Api Diujung Agustus (Seri 16) – Serangan Besar Garuda Hitam

Api Diujung Agustus (Seri 16) – Serangan Besar Garuda Hitam

Oleh: Budi Puryanto

Langit Jakarta sore itu tampak biasa: macet, hujan gerimis, dan klakson bersahut-sahutan. Tak ada yang tahu bahwa di balik hiruk-pikuk kota, Garuda Hitam sedang menyiapkan aksi yang akan mengguncang republik.

Di sebuah gudang pelabuhan, Komandan Bram berdiri di depan papan operasi. Gema duduk di sampingnya, wajahnya suram namun penuh tekad.

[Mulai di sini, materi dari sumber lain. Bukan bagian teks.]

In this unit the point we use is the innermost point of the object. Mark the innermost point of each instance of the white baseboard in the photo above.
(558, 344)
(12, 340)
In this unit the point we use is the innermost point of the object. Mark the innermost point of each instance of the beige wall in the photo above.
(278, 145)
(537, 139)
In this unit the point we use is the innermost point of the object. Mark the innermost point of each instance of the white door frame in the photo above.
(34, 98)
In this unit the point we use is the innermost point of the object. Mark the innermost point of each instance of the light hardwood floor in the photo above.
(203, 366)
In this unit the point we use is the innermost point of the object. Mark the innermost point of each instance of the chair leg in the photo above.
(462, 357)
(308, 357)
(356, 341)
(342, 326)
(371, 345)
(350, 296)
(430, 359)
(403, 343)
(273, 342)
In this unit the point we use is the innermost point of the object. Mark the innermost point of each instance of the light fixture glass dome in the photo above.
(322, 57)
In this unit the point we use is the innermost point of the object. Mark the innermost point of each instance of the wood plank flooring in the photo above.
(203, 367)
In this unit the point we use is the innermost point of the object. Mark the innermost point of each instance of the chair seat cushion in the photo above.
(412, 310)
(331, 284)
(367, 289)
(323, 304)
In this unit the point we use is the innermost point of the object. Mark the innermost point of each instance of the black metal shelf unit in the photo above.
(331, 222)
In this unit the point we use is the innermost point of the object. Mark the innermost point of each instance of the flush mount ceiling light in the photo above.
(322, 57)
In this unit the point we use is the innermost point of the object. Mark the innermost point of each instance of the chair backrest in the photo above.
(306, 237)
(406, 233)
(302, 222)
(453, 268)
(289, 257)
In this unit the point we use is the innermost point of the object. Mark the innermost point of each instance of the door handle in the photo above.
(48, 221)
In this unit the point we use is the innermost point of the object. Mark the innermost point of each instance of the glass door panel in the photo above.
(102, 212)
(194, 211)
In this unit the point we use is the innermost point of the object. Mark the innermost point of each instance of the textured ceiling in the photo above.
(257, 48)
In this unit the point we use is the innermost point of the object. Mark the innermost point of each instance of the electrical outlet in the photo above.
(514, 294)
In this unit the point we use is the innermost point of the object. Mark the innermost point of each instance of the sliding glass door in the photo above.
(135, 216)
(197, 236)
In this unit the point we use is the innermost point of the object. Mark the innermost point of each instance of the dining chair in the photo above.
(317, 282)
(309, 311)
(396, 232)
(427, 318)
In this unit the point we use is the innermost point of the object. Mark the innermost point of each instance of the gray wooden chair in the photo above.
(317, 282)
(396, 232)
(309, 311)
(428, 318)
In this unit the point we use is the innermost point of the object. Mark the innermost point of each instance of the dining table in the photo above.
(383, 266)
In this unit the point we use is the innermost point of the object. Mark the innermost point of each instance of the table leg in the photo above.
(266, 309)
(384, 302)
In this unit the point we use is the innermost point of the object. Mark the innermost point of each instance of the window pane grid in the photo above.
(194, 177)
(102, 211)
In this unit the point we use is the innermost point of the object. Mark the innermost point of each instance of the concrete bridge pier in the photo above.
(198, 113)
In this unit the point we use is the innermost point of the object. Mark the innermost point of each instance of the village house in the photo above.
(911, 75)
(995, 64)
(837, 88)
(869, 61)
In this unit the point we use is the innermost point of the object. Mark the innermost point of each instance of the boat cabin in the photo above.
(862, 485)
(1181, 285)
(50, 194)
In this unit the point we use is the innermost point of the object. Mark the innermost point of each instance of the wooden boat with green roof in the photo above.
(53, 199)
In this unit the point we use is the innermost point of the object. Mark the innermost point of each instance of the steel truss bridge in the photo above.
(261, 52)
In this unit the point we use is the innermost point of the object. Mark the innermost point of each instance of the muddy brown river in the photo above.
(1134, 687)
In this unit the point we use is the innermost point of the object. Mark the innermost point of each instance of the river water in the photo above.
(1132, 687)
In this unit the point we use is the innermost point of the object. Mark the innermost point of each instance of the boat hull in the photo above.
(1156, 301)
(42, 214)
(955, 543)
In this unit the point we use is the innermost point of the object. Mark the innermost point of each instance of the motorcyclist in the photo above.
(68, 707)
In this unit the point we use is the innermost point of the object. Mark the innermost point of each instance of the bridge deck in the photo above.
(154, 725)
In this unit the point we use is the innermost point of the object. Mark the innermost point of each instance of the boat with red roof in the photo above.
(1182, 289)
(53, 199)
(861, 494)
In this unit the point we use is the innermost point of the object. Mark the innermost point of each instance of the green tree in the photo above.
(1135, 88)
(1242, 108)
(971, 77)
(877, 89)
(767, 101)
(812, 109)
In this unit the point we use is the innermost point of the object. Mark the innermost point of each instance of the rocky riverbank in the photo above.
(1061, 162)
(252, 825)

“Opini publik sudah berbalik, kita jadi musuh bersama,” ujar Bram. “Kalau kita biarkan, kita akan tenggelam. Maka satu-satunya jalan adalah menunjukkan bahwa rezim Pradipa tidak mampu melindungi rakyat—bahkan di jantung kekuasaan.”

Ia menunjuk lingkar merah di peta: Stasiun Palmerah, titik transit ribuan orang tiap hari, tepat di jantung ibu kota, hanya sepelemparan batu dari gedung parlemen.

“Besok sore, jam sibuk. Ledakan ganda. Sekaligus serangan siber yang mematikan jaringan komunikasi darurat. Dalam 15 menit, Jakarta akan lumpuh.”

Gema menatap dingin. “Kalau kau gagal, yang hancur bukan Pradipa, tapi kita. Ingat itu.”

Hari Serangan

17.45 WIB. Ribuan orang baru keluar kantor, berdesakan masuk ke stasiun. Di antara kerumunan, tiga pria berjaket hitam berjalan tenang, masing-masing membawa tas ransel besar.

Di ruang kendali MRT, operator mendapati gangguan aneh: layar monitor berkedip, sistem komunikasi mati. Seolah diretas dari dalam.

17.52 WIB. Ledakan pertama mengguncang peron bawah tanah. Kepanikan pecah. Orang-orang berlari, menjerit, saling tindih.

Dua menit kemudian, ledakan kedua menghantam pintu masuk utama, memecahkan kaca dan merobohkan struktur baja ringan. Puluhan orang tewas seketika.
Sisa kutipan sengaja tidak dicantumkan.